Part 1 Deliverable

Part A: Database

Our database will initially consist of twenty videos of classical chess games being played from start to finish, downloaded from YouTube. Links to these videos are provided in videos_list.txt. If more training data is needed, we will use similar videos from YouTube. Additionally, we have downloaded a set of images of chess positions (roboflow, kaggle) which we will use for classifying chess pieces if neccessary.

Part B: Description

The first problem would be detecting the chessboard and cropping the image to capture only the board and the pieces. Something like a Hough transform or some edge-detection techniques can help with identifying the chessboard and partitioning it into individual squares. We will need to figure out how to accommodate for the skew and angle of the camera aimed at the board so that the program can correctly read the board state. Once the board can be identified and partitioned into squares, we can begin to track pieces.

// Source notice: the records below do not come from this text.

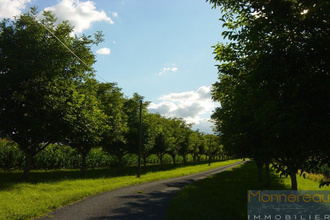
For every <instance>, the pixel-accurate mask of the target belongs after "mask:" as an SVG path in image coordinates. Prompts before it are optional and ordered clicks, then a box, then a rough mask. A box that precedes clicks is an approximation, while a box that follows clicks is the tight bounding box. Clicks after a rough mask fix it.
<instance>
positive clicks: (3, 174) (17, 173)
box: [0, 162, 207, 191]
mask: <svg viewBox="0 0 330 220" xmlns="http://www.w3.org/2000/svg"><path fill="white" fill-rule="evenodd" d="M200 164H207V162H200V163H192V162H190V163H186V164H183V163H177V164H176V165H174V164H164V167H163V168H162V167H161V166H160V165H158V164H157V165H148V166H147V167H142V175H145V174H147V173H150V172H156V171H168V170H174V169H177V168H179V167H186V166H196V165H200ZM137 171H138V168H137V166H132V167H125V168H123V169H122V172H121V173H120V174H118V172H117V169H116V168H103V169H88V170H86V171H85V175H84V176H81V172H80V170H79V169H74V170H72V169H71V170H45V171H39V170H32V171H31V174H30V177H29V179H28V180H22V172H21V171H12V172H9V171H0V191H2V190H10V189H11V188H14V187H15V185H16V184H19V183H30V184H38V183H56V182H60V181H63V180H79V179H99V178H111V177H118V176H131V175H136V174H137Z"/></svg>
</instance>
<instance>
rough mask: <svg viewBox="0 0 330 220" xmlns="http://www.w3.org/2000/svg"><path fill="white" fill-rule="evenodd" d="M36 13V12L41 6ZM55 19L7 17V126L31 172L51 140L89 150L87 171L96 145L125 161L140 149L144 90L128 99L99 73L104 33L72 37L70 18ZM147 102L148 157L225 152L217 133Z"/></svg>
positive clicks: (28, 167) (2, 99)
mask: <svg viewBox="0 0 330 220" xmlns="http://www.w3.org/2000/svg"><path fill="white" fill-rule="evenodd" d="M32 12H33V13H34V14H37V11H36V9H34V8H33V9H32ZM55 23H56V18H55V16H54V15H53V14H52V13H50V12H44V14H43V19H42V20H41V21H40V22H37V21H35V19H34V17H33V16H31V15H29V14H23V15H21V16H19V17H17V18H15V19H14V20H3V21H2V22H1V23H0V133H1V134H2V135H3V136H6V137H10V138H11V139H12V140H13V141H14V142H16V143H17V144H18V146H19V148H20V149H21V150H22V151H23V152H24V154H25V168H24V177H28V175H29V172H30V169H31V162H32V158H33V157H34V156H35V155H36V154H38V153H39V152H41V151H42V150H44V149H45V148H46V147H47V146H48V145H49V144H51V143H60V144H64V145H68V146H70V147H72V148H74V149H76V150H77V152H79V153H80V154H81V156H82V167H81V170H82V172H84V170H85V167H86V157H87V154H88V153H89V152H90V150H91V149H92V148H94V147H102V149H103V150H104V151H106V152H108V153H110V154H112V155H115V156H116V157H117V159H118V166H119V168H120V167H121V164H122V158H123V157H124V156H125V155H126V154H128V153H135V154H137V153H138V147H137V146H138V134H139V131H138V129H139V111H138V110H139V107H140V106H139V101H140V100H142V99H143V97H142V96H140V95H138V94H134V95H133V97H132V98H128V97H126V96H124V94H123V93H122V92H121V89H120V88H118V86H117V85H116V84H115V83H99V82H98V81H96V80H95V79H94V78H93V75H94V71H93V69H92V67H91V66H92V65H93V63H95V62H96V60H95V56H94V55H93V53H92V51H91V47H92V46H93V45H97V44H98V43H100V42H102V41H103V36H102V33H100V32H98V33H96V34H95V35H94V37H91V36H84V35H82V36H81V37H77V36H72V35H71V33H72V30H73V27H72V26H71V25H70V24H69V23H68V22H62V23H60V24H58V25H55ZM54 35H55V36H56V37H57V38H55V37H54ZM59 40H60V41H61V42H62V43H64V44H65V45H66V46H67V47H68V48H70V50H71V51H70V50H68V48H67V47H65V46H63V44H62V43H60V42H59ZM72 51H74V53H75V55H73V54H72ZM78 57H79V59H78ZM148 104H149V103H148V102H144V103H143V106H142V115H143V124H142V130H143V136H142V139H143V141H142V143H143V145H142V155H143V158H144V161H145V162H146V157H147V156H149V155H150V154H156V155H157V156H158V157H159V160H160V162H161V164H162V158H163V156H164V154H166V153H168V154H170V155H171V156H172V158H173V163H175V156H176V155H181V156H182V157H183V158H184V160H185V158H186V156H187V155H188V154H190V153H192V154H193V158H194V160H198V159H199V158H200V156H201V155H202V154H207V155H208V156H209V159H210V160H211V159H212V157H214V156H216V155H218V154H219V153H220V152H222V153H223V151H221V146H220V143H219V139H218V138H217V137H216V136H213V135H204V134H201V133H200V132H198V131H193V130H192V128H191V125H190V124H187V123H186V122H185V121H183V120H182V119H179V118H171V119H166V118H164V117H161V116H160V115H159V114H149V113H148V111H147V106H148ZM222 156H223V155H222Z"/></svg>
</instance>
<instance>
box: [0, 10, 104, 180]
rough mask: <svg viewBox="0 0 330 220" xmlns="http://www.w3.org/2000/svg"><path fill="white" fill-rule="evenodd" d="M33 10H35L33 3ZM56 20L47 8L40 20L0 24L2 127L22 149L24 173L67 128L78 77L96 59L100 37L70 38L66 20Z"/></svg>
mask: <svg viewBox="0 0 330 220" xmlns="http://www.w3.org/2000/svg"><path fill="white" fill-rule="evenodd" d="M32 12H33V13H34V14H37V11H36V9H34V8H32ZM55 21H56V18H55V16H54V15H53V14H51V13H50V12H44V17H43V19H42V20H41V21H40V22H38V21H36V20H35V19H34V17H33V16H31V15H29V14H28V13H26V14H22V15H20V16H18V17H16V18H14V19H13V20H3V21H2V22H1V23H0V124H1V126H0V129H1V133H3V134H6V135H7V136H9V137H10V138H11V139H12V140H13V141H15V142H16V143H17V144H18V145H19V148H20V149H21V150H22V151H24V153H25V168H24V176H25V177H27V176H28V174H29V172H30V169H31V161H32V158H33V156H34V155H35V154H37V153H38V152H40V151H42V150H43V149H44V148H45V147H46V146H47V145H48V144H50V143H51V142H56V141H58V140H59V139H60V136H61V135H63V134H65V133H66V132H65V131H64V128H65V126H63V123H65V120H64V116H65V114H66V113H67V112H68V111H70V108H71V107H72V106H71V105H70V104H69V103H70V102H72V101H73V100H74V99H75V96H74V95H73V94H74V93H75V92H76V89H75V87H76V84H75V82H79V81H82V80H84V79H85V78H86V77H89V76H91V75H92V69H91V65H92V64H93V63H94V62H95V58H94V55H93V54H92V51H91V49H90V48H91V46H92V45H93V44H97V43H98V42H97V41H94V40H92V39H90V38H88V37H85V36H82V37H79V38H78V37H72V36H71V35H70V34H71V33H72V30H73V27H72V26H71V25H69V23H68V22H62V23H60V24H59V25H57V26H56V25H55ZM42 23H43V24H46V25H47V26H48V30H51V31H52V32H53V33H54V34H55V35H56V36H57V38H58V39H60V40H61V41H62V42H64V43H65V44H66V45H67V46H68V47H69V48H71V50H72V51H74V52H75V53H76V55H77V56H79V57H80V58H81V59H82V60H84V62H85V64H82V63H81V62H80V61H79V60H77V58H76V57H75V56H73V55H72V54H71V53H70V52H69V51H68V50H67V48H65V47H64V46H63V45H62V44H61V43H59V42H58V40H57V39H55V38H54V37H53V35H52V34H51V33H50V32H49V31H48V30H47V29H46V28H45V27H44V25H42ZM100 39H101V38H100ZM86 65H87V67H86Z"/></svg>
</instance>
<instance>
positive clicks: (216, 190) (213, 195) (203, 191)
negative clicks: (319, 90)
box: [166, 162, 330, 220]
mask: <svg viewBox="0 0 330 220" xmlns="http://www.w3.org/2000/svg"><path fill="white" fill-rule="evenodd" d="M257 174H258V172H257V167H256V165H255V164H254V162H247V163H245V164H242V165H240V166H239V167H235V168H233V169H231V170H227V171H224V172H222V173H219V174H216V175H214V176H212V177H210V178H206V179H204V180H200V181H198V182H196V183H194V184H192V185H189V186H186V187H184V188H183V190H182V191H180V192H179V193H178V194H177V195H176V197H175V198H174V199H173V200H172V202H171V204H170V207H169V211H168V213H167V217H166V219H168V220H172V219H180V220H182V219H189V220H190V219H235V220H241V219H242V220H243V219H244V220H245V219H247V191H248V190H259V189H260V190H262V189H265V190H289V189H291V185H290V183H291V182H290V181H291V180H290V178H289V177H288V178H285V177H280V176H279V175H278V174H275V173H274V172H272V173H271V178H272V185H271V187H265V186H264V183H260V182H258V181H257V180H258V175H257ZM297 181H298V189H300V190H319V189H321V190H330V186H329V187H323V188H319V182H315V181H313V180H310V179H304V178H303V177H300V176H297Z"/></svg>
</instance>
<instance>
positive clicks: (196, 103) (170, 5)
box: [0, 0, 223, 133]
mask: <svg viewBox="0 0 330 220" xmlns="http://www.w3.org/2000/svg"><path fill="white" fill-rule="evenodd" d="M22 4H23V5H24V6H23V5H22ZM31 6H37V7H38V10H39V11H42V10H49V11H53V12H54V13H55V15H56V16H57V17H58V20H59V21H63V20H69V21H70V23H71V24H73V25H74V26H75V29H74V34H76V35H78V36H79V35H81V34H85V35H92V34H93V33H95V32H96V31H102V32H103V34H104V39H105V41H104V42H102V43H101V44H99V45H98V46H95V47H93V48H92V49H93V52H94V54H96V59H97V62H96V63H95V64H94V66H93V67H94V69H95V70H96V74H97V75H96V79H98V80H99V81H100V82H104V81H106V82H116V83H117V84H118V87H120V88H122V91H123V92H124V94H125V95H126V96H128V97H131V96H132V95H133V93H134V92H137V93H139V94H140V95H142V96H144V97H145V98H144V100H145V101H150V102H151V104H150V105H149V112H151V113H156V112H158V113H160V114H161V115H163V116H165V117H181V118H183V119H185V120H186V121H187V122H188V123H194V126H193V128H194V129H199V130H200V131H203V132H205V133H213V132H212V128H211V127H212V123H211V122H209V120H210V115H211V114H212V111H213V110H214V109H215V107H217V106H219V104H218V103H214V102H212V100H211V90H212V87H211V85H212V84H213V83H215V82H216V81H217V77H218V74H217V67H216V65H217V64H218V63H217V62H216V61H215V60H214V54H213V48H212V46H214V45H215V44H217V42H222V41H223V39H222V37H221V31H222V23H221V22H220V21H219V18H220V17H221V14H220V11H219V9H212V5H210V4H209V3H206V2H205V0H90V1H87V0H0V19H2V18H13V16H16V15H19V14H21V13H24V12H26V9H25V7H31Z"/></svg>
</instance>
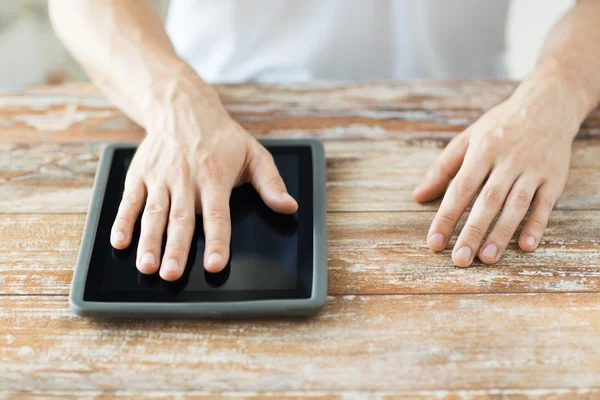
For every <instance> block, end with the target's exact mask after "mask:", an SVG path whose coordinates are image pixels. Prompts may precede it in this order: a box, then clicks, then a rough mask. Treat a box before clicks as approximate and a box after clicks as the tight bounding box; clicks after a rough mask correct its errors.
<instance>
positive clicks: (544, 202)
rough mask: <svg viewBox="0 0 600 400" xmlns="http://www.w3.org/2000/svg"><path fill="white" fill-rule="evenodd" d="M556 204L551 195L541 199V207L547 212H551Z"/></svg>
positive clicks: (542, 208)
mask: <svg viewBox="0 0 600 400" xmlns="http://www.w3.org/2000/svg"><path fill="white" fill-rule="evenodd" d="M555 204H556V201H555V200H554V199H553V198H551V197H542V199H541V201H540V207H541V208H542V210H543V211H544V212H546V213H550V212H551V211H552V209H554V205H555Z"/></svg>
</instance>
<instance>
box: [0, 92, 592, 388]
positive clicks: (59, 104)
mask: <svg viewBox="0 0 600 400" xmlns="http://www.w3.org/2000/svg"><path fill="white" fill-rule="evenodd" d="M513 88H514V85H513V84H511V83H504V82H418V83H398V84H396V83H394V84H383V83H382V84H355V85H345V84H344V85H343V84H318V85H309V86H256V85H235V86H223V87H220V89H219V90H220V93H221V94H222V97H223V99H224V102H225V103H226V104H227V107H228V109H229V111H230V112H231V114H232V115H233V117H234V118H235V119H237V120H238V121H239V122H240V123H241V124H242V125H243V126H244V127H246V128H247V129H248V130H249V131H250V132H252V133H253V134H255V135H256V136H258V137H280V138H299V137H311V138H318V139H321V140H322V141H323V142H324V144H325V149H326V154H327V190H328V194H327V195H328V200H327V210H328V213H327V225H328V230H329V237H328V252H329V255H328V259H329V298H328V300H327V305H326V307H325V310H324V311H323V312H322V313H321V314H319V315H318V316H317V317H315V318H308V319H306V318H304V319H292V318H283V319H271V320H249V321H248V320H247V321H181V320H154V321H144V320H141V321H109V320H101V319H88V318H81V317H76V316H74V315H72V314H71V312H70V311H69V308H68V299H67V296H68V292H69V285H70V282H71V277H72V273H73V267H74V265H75V260H76V257H77V253H78V250H79V243H80V238H81V234H82V231H83V225H84V220H85V216H86V212H87V208H88V202H89V200H90V194H91V186H92V181H93V178H94V173H95V168H96V164H97V161H98V156H99V154H100V151H101V148H102V146H103V145H104V144H105V143H106V142H109V141H124V140H136V139H140V138H141V137H142V131H141V130H140V128H138V127H136V126H135V125H134V124H132V123H131V122H130V121H128V120H127V119H126V118H125V117H124V116H123V115H122V114H121V113H120V112H118V111H117V110H115V109H114V108H113V107H111V106H110V105H109V104H108V103H107V102H106V101H105V100H104V99H103V98H102V97H101V96H100V95H99V94H98V93H97V92H96V91H95V90H94V89H93V88H92V87H91V86H87V85H72V86H63V87H37V88H32V89H29V90H26V91H24V92H20V93H14V94H4V95H1V96H0V157H1V161H0V213H1V219H0V391H1V393H0V396H2V395H3V396H7V397H10V396H12V395H15V394H17V393H21V394H23V393H25V394H26V395H28V396H29V395H31V394H44V393H45V394H53V395H55V396H56V397H57V398H68V397H73V398H74V397H81V396H86V397H95V396H99V397H100V398H112V397H113V396H117V395H120V396H124V397H129V396H138V395H141V394H143V393H146V394H148V393H150V394H153V395H154V396H155V397H159V398H160V397H171V396H181V395H183V396H187V395H189V396H198V397H204V396H211V395H213V394H214V393H216V392H227V393H229V394H230V395H234V396H237V395H239V396H245V397H261V396H263V395H265V392H268V393H269V394H270V395H271V396H275V397H278V396H280V395H283V394H287V395H292V396H298V397H330V396H333V397H337V396H339V397H344V398H346V397H349V398H355V397H356V398H362V397H380V396H381V397H393V398H422V399H427V398H432V397H435V398H442V399H453V398H456V397H466V398H469V399H475V398H477V399H478V398H519V399H520V398H522V397H523V396H530V397H533V398H537V399H550V398H551V399H554V398H564V399H567V398H568V399H571V398H582V399H584V398H585V399H587V398H591V397H600V291H599V290H600V258H599V250H600V245H599V244H598V242H599V241H600V235H599V226H600V225H599V224H600V157H599V154H600V113H595V114H593V115H592V116H591V117H590V118H589V119H588V121H586V123H585V124H584V126H583V127H582V129H581V132H580V135H579V136H578V138H577V140H576V143H575V145H574V150H573V160H572V166H571V171H570V177H569V181H568V184H567V187H566V190H565V192H564V194H563V196H562V198H561V199H560V201H559V203H558V205H557V207H556V210H555V212H554V214H553V216H552V219H551V221H550V224H549V227H548V230H547V232H546V236H545V238H544V239H543V241H542V243H541V245H540V248H539V249H538V250H537V251H536V252H535V253H534V254H526V253H524V252H522V251H520V250H519V249H518V247H517V245H516V243H515V242H514V240H513V241H512V242H511V244H510V246H509V248H508V250H507V252H506V253H505V255H504V256H503V258H502V259H501V260H500V262H499V263H498V264H497V265H494V266H484V265H481V264H477V263H476V264H475V266H474V267H473V268H469V269H458V268H455V267H453V266H452V263H451V259H450V249H448V250H447V251H445V252H443V253H441V254H435V253H433V252H431V251H429V250H428V249H427V247H426V244H425V235H426V232H427V230H428V227H429V223H430V221H431V219H432V217H433V215H434V211H435V210H436V207H437V206H438V204H439V203H432V204H427V205H419V204H416V203H413V202H412V201H411V198H410V193H411V190H412V188H413V187H414V186H415V185H416V184H417V183H418V182H419V181H420V178H421V177H422V176H423V174H424V171H425V169H426V168H427V166H428V165H429V164H430V163H431V162H432V161H433V160H434V159H435V157H436V156H437V155H438V154H439V153H440V151H441V149H442V148H443V146H444V145H445V144H446V143H447V142H448V140H449V139H450V138H451V137H452V136H453V135H455V134H456V133H457V132H460V131H461V130H462V129H464V128H465V127H466V126H467V125H469V124H470V123H472V122H473V121H474V120H475V119H476V118H477V117H479V116H480V115H481V114H482V112H484V111H485V110H487V109H489V108H490V107H492V106H493V105H494V104H496V103H498V102H499V101H501V100H502V99H504V98H505V97H507V96H508V94H509V93H510V92H511V90H512V89H513ZM455 239H456V237H454V239H453V241H452V242H454V240H455Z"/></svg>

In order to track pieces, we can take advantage of the fact that every chess game begins in the same configuration. We can identify which sides of the board have pieces on them, and based on their color, update an initial game state with the positions of the pieces on the board. Then, since only one piece can move at any turn, we can use the difference between the current game state and the previous game state to deduce which piece moved and where the piece was moved to. If need be, we can also use some kind of classification techniques to recognize pieces to inform the game state, whether that be via CNNs or traditional machine learning algorithms with hand-crafted features tailored to each piece. This would give our program the advantage of being able to record chess games starting from any state, not just start to finish. Also, moves like castling would become easier to track since the king and rook can merely swap places.

Often, chess players keep their arms/hands in the chessboard over the pieces. To avoid recording bad game states, we can reject processing frames depending on how many squares are visible/how many edges the cropped chessboard has.